10/10
You poured it into me
12 January 2017
Hmmmm... Inhaling before to write my first word, suspended in the air... because I want that word to be beautiful.

One of my talents is in writing. I have no financial success. Although I have been published - for free.

I do not have an awesome screenplay or a breathtaking novel to give. I write poetry and I write notes, texts, messages. Every time I write I pour love into it. I love typing words and, funnily for the first time, by watching this sensitive beautiful documentary have I seen myself as a pianist.

I feel very grateful to Bernstein for honoring artistry. And very grandly grateful to Ethan for sharing this gift with us all. I want to tell Ethan although you may never read these lines: I consider you to be one true deep and intense artist and you could be honored by not having received any academy award.

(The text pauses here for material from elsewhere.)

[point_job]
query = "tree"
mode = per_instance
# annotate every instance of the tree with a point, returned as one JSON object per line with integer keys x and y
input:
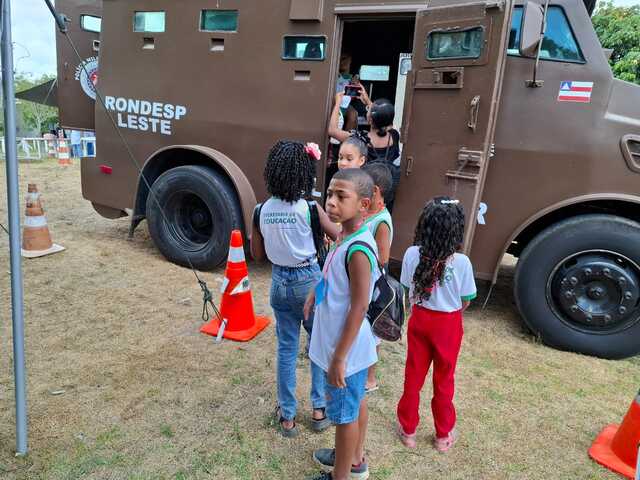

That may truly show how intimate and pure your art is many times.

I have seen an actor who has been trying to receive an award for years receiving it for a work that was created around this purpose and in which that actor did a compilation of some of the most intense scenes he did in his career. He got it but what did it really mean? I have written elsewhere - and I maintain it - that if awards were truly rewarding pure genuine performances, they would have been rewarding you for Training Day. At least. My favorite performance of you, in all I saw of you, was in Before Sunset. I watched this movie an alarming number of times. I still can see you on the Bateau-Mouche talking true feelings to the 'love of your life'. It wasn't simply the obvious romantic aspect of your performance that appealed to me, no, no, it was this fully alive, vibrant, almost tangible expression of your face when you expressed your certainty that you could have lived with the love of your life. Hmmmmmmmm....

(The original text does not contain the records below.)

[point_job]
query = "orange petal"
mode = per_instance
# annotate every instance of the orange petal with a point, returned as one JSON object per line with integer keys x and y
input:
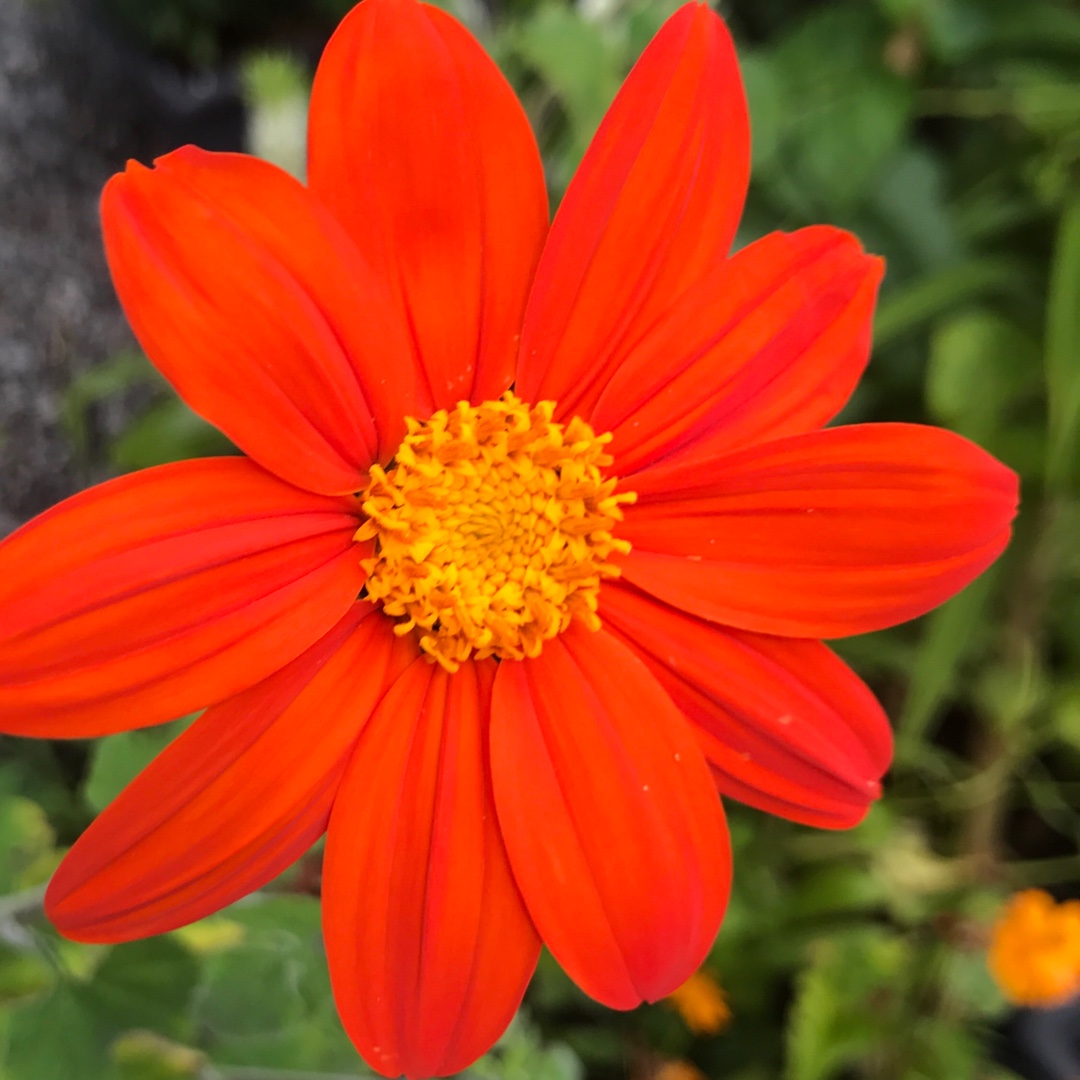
{"x": 254, "y": 304}
{"x": 429, "y": 943}
{"x": 653, "y": 206}
{"x": 786, "y": 726}
{"x": 165, "y": 591}
{"x": 611, "y": 820}
{"x": 824, "y": 535}
{"x": 770, "y": 342}
{"x": 235, "y": 799}
{"x": 420, "y": 148}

I, too, have been bullied into this world of achievements that we all know, that we all grew up in, we who use IMDb casually. I have gotten depressed by the upside-down nature of this world where the worst performances gather the biggest fortunes, where the sincere lone artists get mocked for being unknown. Therefore, I bow to both of you, for having rewarded me with these true reminders of what art is, poured into me via this film, and comforting me in the need I have to honor my true essence instead of following the pressure of a world which always wants more tinsel and glitter.